Available handlers are no longer configured via imapservice.xml and popservice.xml

Handlers now are treated in the same way regardless of the protocol which was used to fetch the message instance. The files imapservice.xml and popservice.xml remain in JIRA only for backward compatibility, allowing administrators to edit built-in mail handlers from the Services page.
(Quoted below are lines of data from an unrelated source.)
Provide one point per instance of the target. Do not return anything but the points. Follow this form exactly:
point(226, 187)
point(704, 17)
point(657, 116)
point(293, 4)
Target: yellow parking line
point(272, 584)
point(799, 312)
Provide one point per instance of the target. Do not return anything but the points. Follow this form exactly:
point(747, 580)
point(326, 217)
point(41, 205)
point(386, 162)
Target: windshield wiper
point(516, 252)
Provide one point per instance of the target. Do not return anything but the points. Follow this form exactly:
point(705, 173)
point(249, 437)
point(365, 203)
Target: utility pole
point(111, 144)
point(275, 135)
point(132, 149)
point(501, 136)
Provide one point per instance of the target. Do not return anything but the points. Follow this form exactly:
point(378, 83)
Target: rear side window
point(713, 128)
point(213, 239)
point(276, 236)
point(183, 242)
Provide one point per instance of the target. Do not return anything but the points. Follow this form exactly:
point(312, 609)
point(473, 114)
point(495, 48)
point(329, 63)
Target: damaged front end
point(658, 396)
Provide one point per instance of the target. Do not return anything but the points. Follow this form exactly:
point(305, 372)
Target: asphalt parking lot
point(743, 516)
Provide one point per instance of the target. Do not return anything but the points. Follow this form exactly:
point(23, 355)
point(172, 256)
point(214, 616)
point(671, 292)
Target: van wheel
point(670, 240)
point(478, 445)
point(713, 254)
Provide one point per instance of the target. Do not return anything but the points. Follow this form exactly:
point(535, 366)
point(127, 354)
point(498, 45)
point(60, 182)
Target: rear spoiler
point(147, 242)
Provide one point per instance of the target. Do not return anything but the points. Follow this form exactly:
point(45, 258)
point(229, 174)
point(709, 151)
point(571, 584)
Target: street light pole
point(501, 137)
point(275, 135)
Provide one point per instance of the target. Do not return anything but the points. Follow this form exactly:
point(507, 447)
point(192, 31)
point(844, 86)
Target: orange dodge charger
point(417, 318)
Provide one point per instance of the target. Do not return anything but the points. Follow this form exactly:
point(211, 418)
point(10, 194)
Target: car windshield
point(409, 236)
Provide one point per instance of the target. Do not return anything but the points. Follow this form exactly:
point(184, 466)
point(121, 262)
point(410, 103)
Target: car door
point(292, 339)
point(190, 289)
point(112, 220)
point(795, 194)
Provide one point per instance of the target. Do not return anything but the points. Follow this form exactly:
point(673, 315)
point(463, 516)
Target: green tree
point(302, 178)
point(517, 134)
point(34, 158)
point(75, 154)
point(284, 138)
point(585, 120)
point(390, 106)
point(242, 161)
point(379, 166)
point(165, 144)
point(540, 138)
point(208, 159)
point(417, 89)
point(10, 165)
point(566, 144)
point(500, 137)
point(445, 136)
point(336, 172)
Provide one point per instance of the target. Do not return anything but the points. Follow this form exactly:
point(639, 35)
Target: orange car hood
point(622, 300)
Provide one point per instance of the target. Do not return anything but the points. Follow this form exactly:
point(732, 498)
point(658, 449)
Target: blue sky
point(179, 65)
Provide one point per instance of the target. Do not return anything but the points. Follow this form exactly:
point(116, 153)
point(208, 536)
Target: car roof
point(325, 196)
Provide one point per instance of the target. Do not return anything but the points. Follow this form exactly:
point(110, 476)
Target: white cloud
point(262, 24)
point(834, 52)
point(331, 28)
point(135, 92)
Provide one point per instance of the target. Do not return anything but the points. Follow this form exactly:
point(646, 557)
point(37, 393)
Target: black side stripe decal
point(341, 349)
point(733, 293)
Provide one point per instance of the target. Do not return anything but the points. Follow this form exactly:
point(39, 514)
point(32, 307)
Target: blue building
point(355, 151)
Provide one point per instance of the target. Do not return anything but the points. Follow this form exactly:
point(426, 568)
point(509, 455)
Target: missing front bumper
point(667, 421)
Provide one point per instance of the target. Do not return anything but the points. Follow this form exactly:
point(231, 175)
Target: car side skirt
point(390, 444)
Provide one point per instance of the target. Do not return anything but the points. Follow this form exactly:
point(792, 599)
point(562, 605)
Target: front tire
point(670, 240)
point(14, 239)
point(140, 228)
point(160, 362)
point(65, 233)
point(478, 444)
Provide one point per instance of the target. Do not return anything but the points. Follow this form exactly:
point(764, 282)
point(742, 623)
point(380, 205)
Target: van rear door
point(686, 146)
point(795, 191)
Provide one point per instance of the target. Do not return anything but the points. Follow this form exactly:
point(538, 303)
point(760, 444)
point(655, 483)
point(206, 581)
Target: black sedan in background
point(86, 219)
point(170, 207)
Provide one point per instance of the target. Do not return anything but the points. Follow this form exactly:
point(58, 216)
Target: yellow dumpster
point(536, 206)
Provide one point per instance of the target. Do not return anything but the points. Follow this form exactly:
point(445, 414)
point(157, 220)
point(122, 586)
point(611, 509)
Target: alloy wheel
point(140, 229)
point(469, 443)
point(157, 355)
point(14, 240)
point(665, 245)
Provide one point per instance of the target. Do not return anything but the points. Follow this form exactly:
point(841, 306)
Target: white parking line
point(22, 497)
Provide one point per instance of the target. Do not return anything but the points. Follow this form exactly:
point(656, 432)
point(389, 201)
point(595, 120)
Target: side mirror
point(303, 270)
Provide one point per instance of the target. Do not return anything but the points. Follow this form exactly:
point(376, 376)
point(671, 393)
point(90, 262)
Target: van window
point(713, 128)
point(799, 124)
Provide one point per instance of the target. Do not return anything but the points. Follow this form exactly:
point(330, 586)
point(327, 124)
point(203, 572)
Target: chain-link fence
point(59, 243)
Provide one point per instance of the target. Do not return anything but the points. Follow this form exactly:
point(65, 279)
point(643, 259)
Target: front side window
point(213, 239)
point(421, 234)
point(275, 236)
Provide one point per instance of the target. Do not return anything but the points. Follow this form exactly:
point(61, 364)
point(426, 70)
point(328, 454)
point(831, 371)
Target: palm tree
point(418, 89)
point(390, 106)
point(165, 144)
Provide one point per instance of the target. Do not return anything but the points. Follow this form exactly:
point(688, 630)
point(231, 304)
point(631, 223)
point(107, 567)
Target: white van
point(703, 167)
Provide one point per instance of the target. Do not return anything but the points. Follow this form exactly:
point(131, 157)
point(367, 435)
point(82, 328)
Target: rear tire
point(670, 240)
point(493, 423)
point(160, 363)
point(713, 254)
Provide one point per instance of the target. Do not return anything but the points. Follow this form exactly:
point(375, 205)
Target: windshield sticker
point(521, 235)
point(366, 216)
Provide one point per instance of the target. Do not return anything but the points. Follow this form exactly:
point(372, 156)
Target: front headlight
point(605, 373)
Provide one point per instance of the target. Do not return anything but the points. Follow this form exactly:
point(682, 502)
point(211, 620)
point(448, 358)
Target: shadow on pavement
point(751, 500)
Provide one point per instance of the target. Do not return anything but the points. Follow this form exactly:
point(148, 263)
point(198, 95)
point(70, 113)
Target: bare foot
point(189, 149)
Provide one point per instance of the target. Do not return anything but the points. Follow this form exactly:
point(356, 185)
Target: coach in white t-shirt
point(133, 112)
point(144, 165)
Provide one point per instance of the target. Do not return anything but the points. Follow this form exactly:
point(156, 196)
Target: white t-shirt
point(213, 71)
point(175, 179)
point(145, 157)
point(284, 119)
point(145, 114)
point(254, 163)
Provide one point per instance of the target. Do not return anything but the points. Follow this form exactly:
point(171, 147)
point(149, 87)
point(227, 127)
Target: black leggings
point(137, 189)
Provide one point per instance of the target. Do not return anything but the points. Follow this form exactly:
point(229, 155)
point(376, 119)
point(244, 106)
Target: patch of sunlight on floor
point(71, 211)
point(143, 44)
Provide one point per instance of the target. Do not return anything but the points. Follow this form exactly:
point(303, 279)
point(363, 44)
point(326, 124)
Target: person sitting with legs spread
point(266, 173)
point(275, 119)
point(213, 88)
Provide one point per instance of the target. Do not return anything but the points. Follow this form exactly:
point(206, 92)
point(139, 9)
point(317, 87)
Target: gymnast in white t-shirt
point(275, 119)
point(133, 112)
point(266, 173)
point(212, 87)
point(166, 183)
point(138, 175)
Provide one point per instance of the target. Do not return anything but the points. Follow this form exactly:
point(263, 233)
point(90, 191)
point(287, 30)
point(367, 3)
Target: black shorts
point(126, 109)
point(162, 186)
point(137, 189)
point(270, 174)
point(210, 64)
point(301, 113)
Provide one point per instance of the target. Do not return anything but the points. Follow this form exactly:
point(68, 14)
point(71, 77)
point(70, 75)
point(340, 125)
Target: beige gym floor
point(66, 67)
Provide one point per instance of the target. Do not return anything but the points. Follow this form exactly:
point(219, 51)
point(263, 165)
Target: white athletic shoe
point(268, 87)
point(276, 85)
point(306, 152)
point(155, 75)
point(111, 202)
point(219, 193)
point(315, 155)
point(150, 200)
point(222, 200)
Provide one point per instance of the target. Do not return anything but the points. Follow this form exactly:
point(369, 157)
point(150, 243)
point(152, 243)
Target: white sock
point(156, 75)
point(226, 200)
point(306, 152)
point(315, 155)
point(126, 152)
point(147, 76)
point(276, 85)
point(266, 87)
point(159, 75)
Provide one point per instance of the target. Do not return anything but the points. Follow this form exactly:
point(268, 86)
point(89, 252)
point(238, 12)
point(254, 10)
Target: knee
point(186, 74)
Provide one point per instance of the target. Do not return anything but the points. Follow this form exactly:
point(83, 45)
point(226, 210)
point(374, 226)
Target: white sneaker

You should not modify those files, unless you need to have your handler listed in the Edit Service screen (for FileService and MailFetcherService services).

New JavaMail version

JIRA 5.0 comes with JavaMail 1.4.4 which also may slightly change the behaviour/capability while parsing messages.

Known limitations

The new plugin module and API do not yet support the following features:

  • The ability for the plugin to render the content of the properties column in the Mail Handlers table on the Incoming Mail page.
  • The ability to declare that the configuration screen (the second step of the wizard, handler specific) should be rendered full screen rather than in a popup dialog. Those handlers that require sophisticated and complex configuration are advised to use this wizard screen as merely an entry point (link, logo, very basic configuration or button leading further) into full-screen configuration implemented in a standard way by the plugin (WebWork actions or servlets).

Final notes

Leaving the static imapservice.xml and popservice.xml files and still allowing the user to edit the message service configuration in the old way from the JIRA Services page introduces one inconsistency: Custom mail handlers (plugged using new <message-handler> extension) will not be listed there. We hope to address this inconsistency soon, most probably by removing the capability to edit the mail service configuration and message handler parameters from the Services page. That problem is tracked under JRA-26444.

Message processing services and associated message handlers should generally be configured only from the Incoming Mail administration screen, in the Mail Handlers section.